Cache Performance Analysis: Instrumentation and Memory Hierarchy Experiments

Overview

Labs 12 and 13 of CS 261 (Machine Organization) investigated how algorithm design and memory access patterns interact with cache architecture. Rather than treating the cache as an invisible speedup, the labs required instrumenting real C programs to emit memory access traces, then feeding those traces through a configurable cache simulator to measure miss rates under different configurations. The result was a systematic, empirical understanding of why some algorithms are cache-friendly and others are not — and what cache configuration choices amplify or dampen that difference.

Problem & Context

The cache hierarchy exists because DRAM is too slow and L1 cache is too small. Every CPU design makes tradeoffs between cache size, block size, and associativity, and those tradeoffs interact with how programs actually access memory. Two algorithms with identical asymptotic complexity can have wildly different practical performance if one has good spatial and temporal locality and the other doesn't.

The challenge that motivated these labs: given two sorting algorithms (exchange sort and quicksort) and a matrix multiplication implementation, characterize their cache behavior empirically. Don't guess based on code structure — instrument the code, run the simulator, measure the miss rates, and explain what you see.

The secondary challenge: what cache configuration choices matter most? Is it better to have a larger cache or a larger block size? When does higher associativity stop helping? These questions cannot be answered from theory alone because the answers depend on the specific access patterns of specific programs.

Constraints

Instrumentation must be done with preprocessor macros (INST_R, INST_W) without restructuring the algorithm — the access pattern should reflect the algorithm as written, not an instrumented approximation
All experiments must be run with the same cache simulator binary, changing only configuration flags
Conclusions must be grounded in the observed data — claim a trend only if it holds across multiple configurations
Cache-blocking experiments must preserve algorithmic correctness — the blocked and unblocked versions must produce identical outputs

Approach & Design Decisions

Lab 12 — Sorting Algorithms

The first step was understanding what the cache simulator expected: a sequence of R addr and W addr lines, where each line records a single memory read or write to a specific address. The INST_R(expr) and INST_W(expr) macros expand to emit these lines while still evaluating the expression for the program's actual computation.

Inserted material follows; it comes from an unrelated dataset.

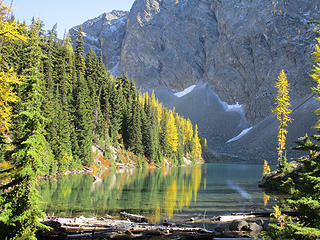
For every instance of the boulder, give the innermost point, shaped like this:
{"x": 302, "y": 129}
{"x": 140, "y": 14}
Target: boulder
{"x": 239, "y": 225}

// Before instrumentation — qsort inner loop
if (list[i] > list[j]) {
    temp = list[i];
    list[i] = list[j];
    list[j] = temp;
}
 
// After instrumentation — access pattern preserved, now logged
if (INST_R(list[i]) > INST_R(list[j])) {
    temp = INST_R(list[i]);
    INST_W(list[i]) = INST_R(list[j]);
    INST_W(list[j]) = temp;
}

The instrumented program is then compiled and run, piping its output to the cache simulator with configuration flags:

g++ -O0 sort.cc -o sort
./sort | ./cache -s 4096 -b 2    # 4 KB cache, 2-word blocks, direct-mapped
./sort | ./cache -s 8192 -b 4    # 8 KB cache, 4-word blocks
./sort | ./cache -s 16384 -b 8   # 16 KB, 8-word blocks

I instrumented both qsort.cc (quicksort) and xsort.cc (exchange sort), then ran each through the simulator across cache sizes of 4K, 8K, 16K, 32K, and 64K words, and block sizes of 1, 2, 4, and 8 words — a grid of 40 configurations per algorithm.

Lab 13 — Matrix Multiplication

Matrix multiplication (computing C = A × B) has a well-known cache problem: naively iterating C[i][j] += A[i][k] * B[k][j] accesses B by columns, which are non-contiguous in row-major memory layout. Every access to B[k][j] is a cache miss if B is large enough that consecutive column elements don't share a cache line.

Cache blocking (tiling) restructures the computation to operate on sub-matrices that fit in cache. Instead of iterating over entire rows and columns, the blocked version iterates over tiles of size T × T, loading each tile into cache once and reusing it for all the multiplications it participates in.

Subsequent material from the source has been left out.